BCG is forecasting MEA wealth will rise to $12tn by 2021, growing at an annual average of 8 per cent.

Drivers of wealth generation in the region will be split evenly between new wealth creation and growth of performance of existing assets, according to BCG.

Another general trend in the region is clients’ looking for a comprehensive approach to investing, according to Mr AbuShaban.

“Institutional investors or some of the families are seeing a slowdown in the available capital they have to invest and in that sense they are looking at optimizing the way they manage their portfolios and making sure they are not investing haphazardly and different parts of their investment are working together,” said Mr AbuShaban.

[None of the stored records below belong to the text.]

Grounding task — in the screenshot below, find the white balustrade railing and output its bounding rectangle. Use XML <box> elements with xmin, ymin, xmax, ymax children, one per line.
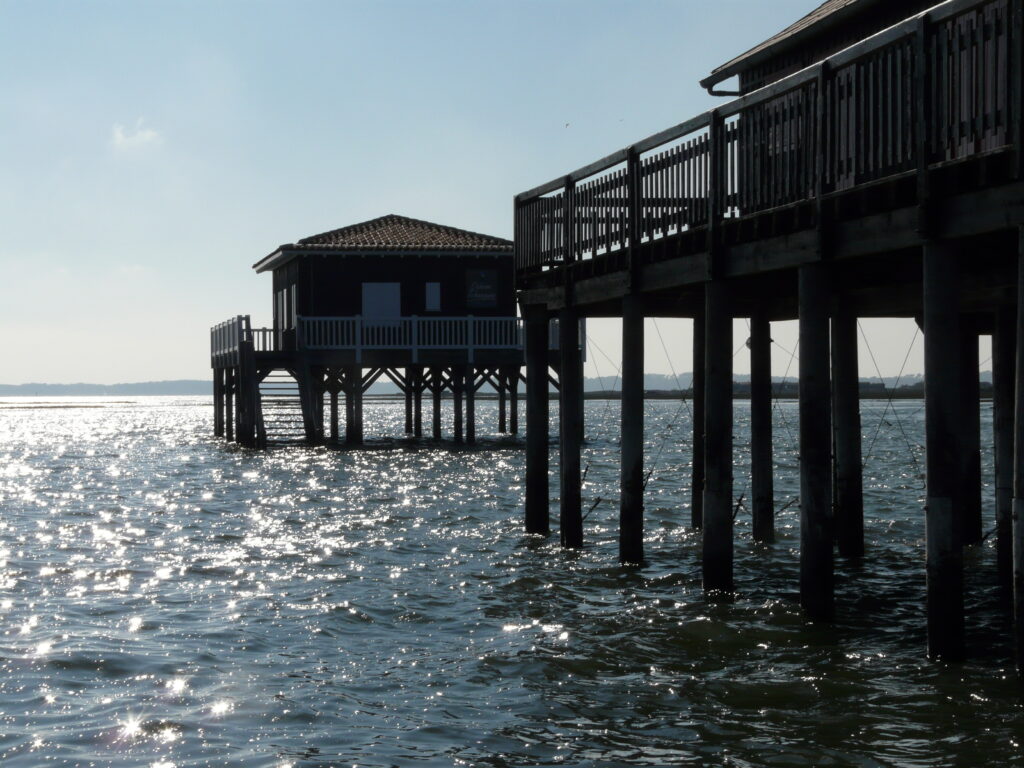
<box><xmin>299</xmin><ymin>316</ymin><xmax>528</xmax><ymax>352</ymax></box>
<box><xmin>213</xmin><ymin>315</ymin><xmax>579</xmax><ymax>362</ymax></box>
<box><xmin>248</xmin><ymin>327</ymin><xmax>277</xmax><ymax>352</ymax></box>
<box><xmin>210</xmin><ymin>315</ymin><xmax>244</xmax><ymax>360</ymax></box>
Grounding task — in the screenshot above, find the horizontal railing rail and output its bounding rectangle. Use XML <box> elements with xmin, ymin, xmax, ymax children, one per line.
<box><xmin>212</xmin><ymin>315</ymin><xmax>582</xmax><ymax>362</ymax></box>
<box><xmin>515</xmin><ymin>0</ymin><xmax>1015</xmax><ymax>270</ymax></box>
<box><xmin>210</xmin><ymin>315</ymin><xmax>246</xmax><ymax>361</ymax></box>
<box><xmin>299</xmin><ymin>316</ymin><xmax>526</xmax><ymax>351</ymax></box>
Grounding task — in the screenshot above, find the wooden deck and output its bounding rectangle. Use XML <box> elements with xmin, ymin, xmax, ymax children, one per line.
<box><xmin>512</xmin><ymin>0</ymin><xmax>1024</xmax><ymax>671</ymax></box>
<box><xmin>515</xmin><ymin>0</ymin><xmax>1021</xmax><ymax>319</ymax></box>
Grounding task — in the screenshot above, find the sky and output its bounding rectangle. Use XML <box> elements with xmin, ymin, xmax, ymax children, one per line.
<box><xmin>1</xmin><ymin>0</ymin><xmax>980</xmax><ymax>384</ymax></box>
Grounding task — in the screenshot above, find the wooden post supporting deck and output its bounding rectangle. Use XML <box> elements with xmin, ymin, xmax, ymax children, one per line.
<box><xmin>832</xmin><ymin>297</ymin><xmax>864</xmax><ymax>558</ymax></box>
<box><xmin>498</xmin><ymin>381</ymin><xmax>507</xmax><ymax>433</ymax></box>
<box><xmin>213</xmin><ymin>370</ymin><xmax>224</xmax><ymax>437</ymax></box>
<box><xmin>994</xmin><ymin>306</ymin><xmax>1015</xmax><ymax>592</ymax></box>
<box><xmin>524</xmin><ymin>305</ymin><xmax>550</xmax><ymax>535</ymax></box>
<box><xmin>703</xmin><ymin>281</ymin><xmax>733</xmax><ymax>590</ymax></box>
<box><xmin>453</xmin><ymin>367</ymin><xmax>465</xmax><ymax>443</ymax></box>
<box><xmin>466</xmin><ymin>368</ymin><xmax>476</xmax><ymax>445</ymax></box>
<box><xmin>559</xmin><ymin>308</ymin><xmax>584</xmax><ymax>549</ymax></box>
<box><xmin>405</xmin><ymin>367</ymin><xmax>414</xmax><ymax>435</ymax></box>
<box><xmin>924</xmin><ymin>241</ymin><xmax>965</xmax><ymax>661</ymax></box>
<box><xmin>431</xmin><ymin>368</ymin><xmax>443</xmax><ymax>440</ymax></box>
<box><xmin>619</xmin><ymin>295</ymin><xmax>645</xmax><ymax>564</ymax></box>
<box><xmin>692</xmin><ymin>309</ymin><xmax>706</xmax><ymax>530</ymax></box>
<box><xmin>799</xmin><ymin>261</ymin><xmax>834</xmax><ymax>620</ymax></box>
<box><xmin>413</xmin><ymin>367</ymin><xmax>424</xmax><ymax>438</ymax></box>
<box><xmin>226</xmin><ymin>369</ymin><xmax>235</xmax><ymax>442</ymax></box>
<box><xmin>960</xmin><ymin>324</ymin><xmax>983</xmax><ymax>545</ymax></box>
<box><xmin>329</xmin><ymin>388</ymin><xmax>339</xmax><ymax>444</ymax></box>
<box><xmin>509</xmin><ymin>371</ymin><xmax>520</xmax><ymax>435</ymax></box>
<box><xmin>750</xmin><ymin>310</ymin><xmax>774</xmax><ymax>543</ymax></box>
<box><xmin>1014</xmin><ymin>231</ymin><xmax>1024</xmax><ymax>675</ymax></box>
<box><xmin>346</xmin><ymin>366</ymin><xmax>363</xmax><ymax>445</ymax></box>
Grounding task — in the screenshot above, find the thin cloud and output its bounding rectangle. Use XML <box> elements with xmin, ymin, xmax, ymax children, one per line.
<box><xmin>111</xmin><ymin>118</ymin><xmax>162</xmax><ymax>150</ymax></box>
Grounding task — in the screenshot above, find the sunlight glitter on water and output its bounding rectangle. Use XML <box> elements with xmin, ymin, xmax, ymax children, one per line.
<box><xmin>0</xmin><ymin>396</ymin><xmax>1020</xmax><ymax>766</ymax></box>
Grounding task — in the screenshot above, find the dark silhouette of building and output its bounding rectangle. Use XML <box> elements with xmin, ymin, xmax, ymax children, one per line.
<box><xmin>513</xmin><ymin>0</ymin><xmax>1024</xmax><ymax>669</ymax></box>
<box><xmin>212</xmin><ymin>214</ymin><xmax>574</xmax><ymax>446</ymax></box>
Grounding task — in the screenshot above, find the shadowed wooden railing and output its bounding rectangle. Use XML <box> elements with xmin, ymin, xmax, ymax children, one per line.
<box><xmin>515</xmin><ymin>0</ymin><xmax>1018</xmax><ymax>271</ymax></box>
<box><xmin>211</xmin><ymin>316</ymin><xmax>579</xmax><ymax>364</ymax></box>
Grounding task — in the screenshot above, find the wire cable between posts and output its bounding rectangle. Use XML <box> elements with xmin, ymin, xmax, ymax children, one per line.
<box><xmin>858</xmin><ymin>322</ymin><xmax>923</xmax><ymax>481</ymax></box>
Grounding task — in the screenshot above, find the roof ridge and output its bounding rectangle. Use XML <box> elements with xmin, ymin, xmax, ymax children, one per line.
<box><xmin>295</xmin><ymin>213</ymin><xmax>511</xmax><ymax>248</ymax></box>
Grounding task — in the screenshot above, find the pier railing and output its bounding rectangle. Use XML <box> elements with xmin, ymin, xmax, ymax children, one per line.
<box><xmin>515</xmin><ymin>0</ymin><xmax>1016</xmax><ymax>270</ymax></box>
<box><xmin>300</xmin><ymin>316</ymin><xmax>527</xmax><ymax>355</ymax></box>
<box><xmin>211</xmin><ymin>315</ymin><xmax>578</xmax><ymax>365</ymax></box>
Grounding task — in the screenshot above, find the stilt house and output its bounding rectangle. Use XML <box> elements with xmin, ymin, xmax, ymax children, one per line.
<box><xmin>212</xmin><ymin>214</ymin><xmax>571</xmax><ymax>447</ymax></box>
<box><xmin>514</xmin><ymin>0</ymin><xmax>1024</xmax><ymax>668</ymax></box>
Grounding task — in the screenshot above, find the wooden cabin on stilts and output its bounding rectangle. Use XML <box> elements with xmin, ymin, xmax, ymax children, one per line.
<box><xmin>211</xmin><ymin>215</ymin><xmax>573</xmax><ymax>448</ymax></box>
<box><xmin>515</xmin><ymin>0</ymin><xmax>1024</xmax><ymax>672</ymax></box>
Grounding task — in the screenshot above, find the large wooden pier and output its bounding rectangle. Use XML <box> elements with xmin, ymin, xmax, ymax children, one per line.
<box><xmin>514</xmin><ymin>0</ymin><xmax>1024</xmax><ymax>669</ymax></box>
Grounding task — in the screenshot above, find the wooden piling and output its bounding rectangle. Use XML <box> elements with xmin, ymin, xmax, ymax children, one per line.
<box><xmin>1014</xmin><ymin>232</ymin><xmax>1024</xmax><ymax>675</ymax></box>
<box><xmin>703</xmin><ymin>281</ymin><xmax>733</xmax><ymax>590</ymax></box>
<box><xmin>509</xmin><ymin>372</ymin><xmax>520</xmax><ymax>435</ymax></box>
<box><xmin>799</xmin><ymin>261</ymin><xmax>834</xmax><ymax>620</ymax></box>
<box><xmin>559</xmin><ymin>308</ymin><xmax>584</xmax><ymax>549</ymax></box>
<box><xmin>619</xmin><ymin>295</ymin><xmax>645</xmax><ymax>564</ymax></box>
<box><xmin>923</xmin><ymin>240</ymin><xmax>965</xmax><ymax>662</ymax></box>
<box><xmin>524</xmin><ymin>305</ymin><xmax>550</xmax><ymax>535</ymax></box>
<box><xmin>413</xmin><ymin>368</ymin><xmax>423</xmax><ymax>438</ymax></box>
<box><xmin>431</xmin><ymin>368</ymin><xmax>442</xmax><ymax>440</ymax></box>
<box><xmin>405</xmin><ymin>367</ymin><xmax>414</xmax><ymax>435</ymax></box>
<box><xmin>453</xmin><ymin>367</ymin><xmax>465</xmax><ymax>443</ymax></box>
<box><xmin>213</xmin><ymin>369</ymin><xmax>223</xmax><ymax>437</ymax></box>
<box><xmin>832</xmin><ymin>297</ymin><xmax>864</xmax><ymax>558</ymax></box>
<box><xmin>498</xmin><ymin>379</ymin><xmax>507</xmax><ymax>433</ymax></box>
<box><xmin>466</xmin><ymin>367</ymin><xmax>476</xmax><ymax>444</ymax></box>
<box><xmin>994</xmin><ymin>306</ymin><xmax>1015</xmax><ymax>592</ymax></box>
<box><xmin>692</xmin><ymin>310</ymin><xmax>706</xmax><ymax>530</ymax></box>
<box><xmin>750</xmin><ymin>310</ymin><xmax>774</xmax><ymax>543</ymax></box>
<box><xmin>329</xmin><ymin>388</ymin><xmax>339</xmax><ymax>443</ymax></box>
<box><xmin>211</xmin><ymin>372</ymin><xmax>222</xmax><ymax>438</ymax></box>
<box><xmin>960</xmin><ymin>324</ymin><xmax>983</xmax><ymax>545</ymax></box>
<box><xmin>225</xmin><ymin>369</ymin><xmax>235</xmax><ymax>442</ymax></box>
<box><xmin>346</xmin><ymin>366</ymin><xmax>363</xmax><ymax>445</ymax></box>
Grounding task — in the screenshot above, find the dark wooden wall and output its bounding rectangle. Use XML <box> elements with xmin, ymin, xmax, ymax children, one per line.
<box><xmin>272</xmin><ymin>252</ymin><xmax>515</xmax><ymax>327</ymax></box>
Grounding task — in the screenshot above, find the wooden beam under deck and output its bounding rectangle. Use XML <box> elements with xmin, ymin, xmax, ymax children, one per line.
<box><xmin>518</xmin><ymin>178</ymin><xmax>1024</xmax><ymax>320</ymax></box>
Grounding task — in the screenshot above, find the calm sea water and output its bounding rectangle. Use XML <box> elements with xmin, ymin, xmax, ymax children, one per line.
<box><xmin>0</xmin><ymin>395</ymin><xmax>1021</xmax><ymax>767</ymax></box>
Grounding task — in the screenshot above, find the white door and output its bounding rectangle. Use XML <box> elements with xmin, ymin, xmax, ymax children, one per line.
<box><xmin>362</xmin><ymin>283</ymin><xmax>401</xmax><ymax>345</ymax></box>
<box><xmin>362</xmin><ymin>282</ymin><xmax>401</xmax><ymax>320</ymax></box>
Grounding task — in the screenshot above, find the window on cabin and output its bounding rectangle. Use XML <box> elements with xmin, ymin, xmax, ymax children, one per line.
<box><xmin>425</xmin><ymin>282</ymin><xmax>441</xmax><ymax>312</ymax></box>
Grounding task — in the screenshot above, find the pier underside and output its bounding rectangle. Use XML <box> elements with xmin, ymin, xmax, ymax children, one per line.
<box><xmin>212</xmin><ymin>348</ymin><xmax>542</xmax><ymax>448</ymax></box>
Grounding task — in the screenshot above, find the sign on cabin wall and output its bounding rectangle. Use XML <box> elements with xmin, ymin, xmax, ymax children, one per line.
<box><xmin>466</xmin><ymin>269</ymin><xmax>498</xmax><ymax>309</ymax></box>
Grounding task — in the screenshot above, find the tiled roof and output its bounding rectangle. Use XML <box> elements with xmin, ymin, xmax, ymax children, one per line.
<box><xmin>702</xmin><ymin>0</ymin><xmax>879</xmax><ymax>89</ymax></box>
<box><xmin>294</xmin><ymin>214</ymin><xmax>512</xmax><ymax>252</ymax></box>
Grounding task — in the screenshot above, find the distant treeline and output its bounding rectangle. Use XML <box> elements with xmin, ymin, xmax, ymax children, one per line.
<box><xmin>0</xmin><ymin>380</ymin><xmax>212</xmax><ymax>396</ymax></box>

Some clients also have a higher appetite for risk, given the low interest-rate environment that does not provide enough yield for some institutional investors. These clients are keen to invest in illiquid assets, such as private equity and infrastructure.

“What we have seen is a desire for higher returns in what has been a low-return environment specifically in various fixed income or bonds,” he said.

“In this environment, we have seen a de facto increase in the risk that clients are taking in things like illiquid investments, private equity investments, infrastructure and private debt, those kind of investments were higher illiquidity results in incrementally higher returns.”

The Abu Dhabi Investment Authority, one of the largest sovereign wealth funds, said in its 2016 report that has gradually increased its exposure in direct private equity and private credit transactions, mainly in Asian markets and especially in China and India. The authority’s private equity department focused on structured equities owing to “their defensive characteristics.”